Are you looking to acquire real estate investments and maybe considering bringing another investor into the agreement? Then make sure you read this blog post first! Buying investment property with a partner can be a great way to invest, if you follow these 3 strategies…
They say “two heads are better than one” and that’s true in many areas, including buying investment property with a partner. But remember: a partner brings benefits to the table but also adds a layer of complexity to the situation. The best way to make sure you have an enjoyable and mutually profitable investment is to discuss and agree on the following 3 strategies…

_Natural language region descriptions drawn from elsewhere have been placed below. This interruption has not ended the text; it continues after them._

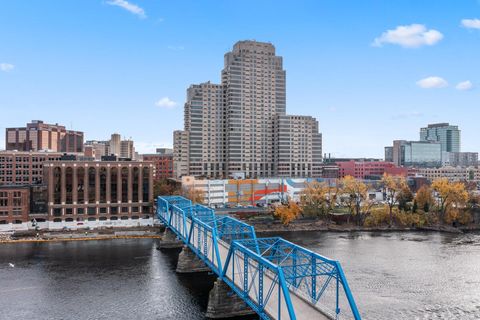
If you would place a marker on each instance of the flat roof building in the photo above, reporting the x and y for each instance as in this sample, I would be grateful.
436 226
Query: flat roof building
37 136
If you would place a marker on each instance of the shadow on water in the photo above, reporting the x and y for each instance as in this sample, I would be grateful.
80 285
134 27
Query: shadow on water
198 285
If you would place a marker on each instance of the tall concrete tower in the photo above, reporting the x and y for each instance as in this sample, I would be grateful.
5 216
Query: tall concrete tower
115 144
254 82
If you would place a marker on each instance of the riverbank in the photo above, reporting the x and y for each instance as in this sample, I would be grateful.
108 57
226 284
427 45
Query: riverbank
299 226
81 235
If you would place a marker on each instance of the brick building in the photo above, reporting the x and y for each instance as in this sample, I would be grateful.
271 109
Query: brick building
369 169
163 163
14 204
23 168
98 190
38 135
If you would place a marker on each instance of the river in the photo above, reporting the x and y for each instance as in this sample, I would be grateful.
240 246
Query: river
392 276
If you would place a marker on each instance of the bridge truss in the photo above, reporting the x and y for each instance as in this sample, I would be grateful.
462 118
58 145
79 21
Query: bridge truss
276 278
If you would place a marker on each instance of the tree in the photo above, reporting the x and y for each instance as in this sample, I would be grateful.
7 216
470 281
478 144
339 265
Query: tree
287 213
318 198
450 196
393 187
424 198
354 195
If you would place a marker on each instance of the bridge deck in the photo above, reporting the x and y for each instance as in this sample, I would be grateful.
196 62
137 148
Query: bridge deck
278 279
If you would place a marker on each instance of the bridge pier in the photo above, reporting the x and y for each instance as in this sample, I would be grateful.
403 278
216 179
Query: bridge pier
169 240
188 262
224 303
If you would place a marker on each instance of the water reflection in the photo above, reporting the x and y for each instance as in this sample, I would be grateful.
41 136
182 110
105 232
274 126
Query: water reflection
392 275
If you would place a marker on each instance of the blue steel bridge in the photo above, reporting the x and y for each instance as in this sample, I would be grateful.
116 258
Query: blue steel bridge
276 278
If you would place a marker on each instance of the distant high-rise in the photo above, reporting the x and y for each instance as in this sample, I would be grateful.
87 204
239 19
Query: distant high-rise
241 126
37 136
255 93
448 136
115 144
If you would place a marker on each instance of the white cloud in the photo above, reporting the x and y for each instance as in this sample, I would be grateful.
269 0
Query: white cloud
133 8
176 48
471 23
407 115
432 83
6 67
464 85
166 103
412 36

Strategy #1. Agree On What Each Partner Brings To The Table
When people think about partnering, they often first think of the money and how much capital each partner brings. However, depending on the investment, each partner might bring different things including capital, sweat equity, knowledge and experience, an existing business and/or existing relationships, and a good credit score… just to name a few. There are many ways that both partners can contribute in an investment deal.
Strategy #2. Agree On Each Partner’s Ongoing Responsibilities
Once the deal is acquired, they might yet be more work to do. If you’re managing the property yourself then you’ll need to figure out who does what; if you’re hiring a property manager then you’ll still need to decide who speaks to the property manager if you need to. You’ll need to decide who deals with the tenants and who deals with the taxes and paperwork.
Strategy #3. Agree On Each Partner’s Expected Return And Exit
As the property starts to deliver a return, you will need to figure out what each partner gets. Do you split the cash flow? By what percentage? Will you split the value of the property if the property is sold in the market? By what percentage? It doesn’t have to be 50/50 if one partner brings more to the table than another. You also need to decide on your exit strategy – for example, under what conditions will you choose to the sell the house? What happens if one partner wants to leave the agreement?
Buying investment property with a partner might seem like it’s fraught with peril but it’s really not – as long as you figure out ahead of time what the agreement will look like between the two of you. You need to sit with your partners and determine what you’re each bringing to the table, what your ongoing responsibilities are, and what you each expect to get out of the deal. Knowing this ahead of time will help erase many difficulties and misunderstandings, and ensure everyone feels fairly treated.